CloudDevOpsFeaturedLet's TalkSREs

Kintaba CEO Talks About Human-Centric Incident Response Plan

0

Incident response is becoming one of the core areas of organizations’ strategies as they want to ensure business continuity in the aftermath of an outage or unforeseen incidents. It has become a topic of interest for both developers and C-level executives. Kintaba has created an incident management platform that lets companies of any size, teams as small as two or companies in the thousands, efficiently and easily respond to critical incidents within the organization. “We provide the full end-to-end process from declaration to collaborative response all the way through to postmortem writeup and distribution, and even the reflection afterward, when the team comes together to look back and learn,” said Kintaba CEO and Co-founder John Egan in the latest episode of Let’s Talk. This episode focused on the newly announced human-centric heatmaps that put focus on the most valuable asset of any company – people, as there are growing concerns around burnout as more responsibilities and roles are falling into the laps of developers and that exhaustion can impact efficiency, performance, and worst of all, business continuity. Egan also shared his views on why we should not put too much focus on metrics and SLAs. It was a great discussion. I hope you will enjoy it too. Please watch the video above of the show.

Here are some of the topics that we covered:

  • Introduction of Kintaba
  • What are human-centric heatmaps for incident response?
  • Why is Kintaba introducing them now? How do they work?
  • How are organizations approaching incident response wrong?
  • Why do we need Kintaba when there is Slack?

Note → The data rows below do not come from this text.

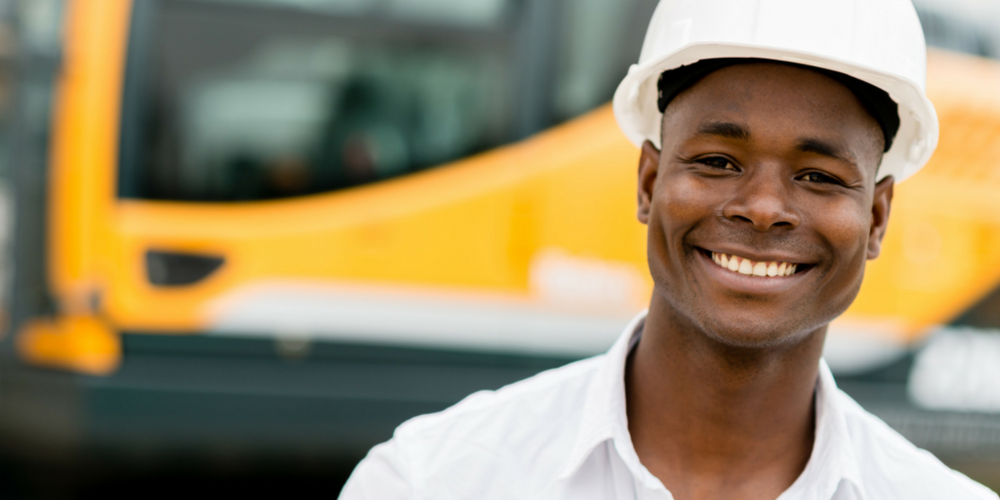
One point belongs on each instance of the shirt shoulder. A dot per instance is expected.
(892, 467)
(508, 442)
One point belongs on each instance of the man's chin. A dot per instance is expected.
(757, 333)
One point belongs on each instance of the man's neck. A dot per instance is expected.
(717, 421)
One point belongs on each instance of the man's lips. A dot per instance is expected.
(753, 276)
(750, 267)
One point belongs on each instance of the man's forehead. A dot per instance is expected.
(811, 112)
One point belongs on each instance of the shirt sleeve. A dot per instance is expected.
(383, 475)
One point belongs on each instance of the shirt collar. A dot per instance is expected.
(604, 418)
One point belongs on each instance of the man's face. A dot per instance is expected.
(768, 163)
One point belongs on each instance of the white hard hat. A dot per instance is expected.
(879, 42)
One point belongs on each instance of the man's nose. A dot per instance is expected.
(764, 199)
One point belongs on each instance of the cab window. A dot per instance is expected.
(250, 100)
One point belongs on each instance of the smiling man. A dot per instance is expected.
(772, 134)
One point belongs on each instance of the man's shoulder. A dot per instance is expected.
(528, 405)
(893, 467)
(493, 444)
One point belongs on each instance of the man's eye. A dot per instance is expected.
(718, 162)
(820, 178)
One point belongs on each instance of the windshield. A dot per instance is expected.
(231, 101)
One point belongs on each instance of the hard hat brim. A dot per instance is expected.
(638, 116)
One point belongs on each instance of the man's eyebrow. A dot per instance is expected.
(824, 148)
(727, 130)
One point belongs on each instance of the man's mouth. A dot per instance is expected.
(745, 266)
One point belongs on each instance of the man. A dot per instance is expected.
(772, 133)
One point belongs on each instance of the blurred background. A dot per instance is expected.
(242, 240)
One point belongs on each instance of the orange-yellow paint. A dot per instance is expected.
(80, 343)
(473, 225)
(940, 254)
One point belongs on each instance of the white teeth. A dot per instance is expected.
(760, 269)
(750, 268)
(734, 263)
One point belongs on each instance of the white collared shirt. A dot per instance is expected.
(563, 434)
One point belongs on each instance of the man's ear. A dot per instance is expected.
(649, 163)
(880, 215)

Guest: John Egan  (LinkedIn, Twitter)
Company: Kintaba (Twitter)
Show: Let’s Talk

Swapnil Bhartiya: Hi, this is your host Swapnil Bhartiya, and welcome to TFiR, let’s talk. And today we have with us, once again John Egan, CEO and co-founder of Kintaba. John it’s great to have you back on the show.

John Egan: Hey, great to be here.

Swapnil Bhartiya: We have been featuring you folks for a very long time, but I want to remind our viewers, what is Kintaba all about. So quickly tell us…

John Egan: Yeah, so kintaba is an incident management platform, that lets companies of any size, teams as small as two or companies in the thousands, efficiently and easily respond to critical incidents within the organization. So, we provide the full end to end process from declaration to collaborative response all the way through to postmortem writeup and distribution, and even the reflection afterwards, when the team comes together to look back and learn.

Swapnil Bhartiya: Excellent. And as you explained, the focus is on incident management. You folks recently announced human-centric heat maps, which is kind of, shifting focus from… Not shifting exactly, but taking focus and putting it on people. So I want to understand from your perspective, first of all, what is human-centric heat map, and what it has to do with incident reporting or response or monitoring?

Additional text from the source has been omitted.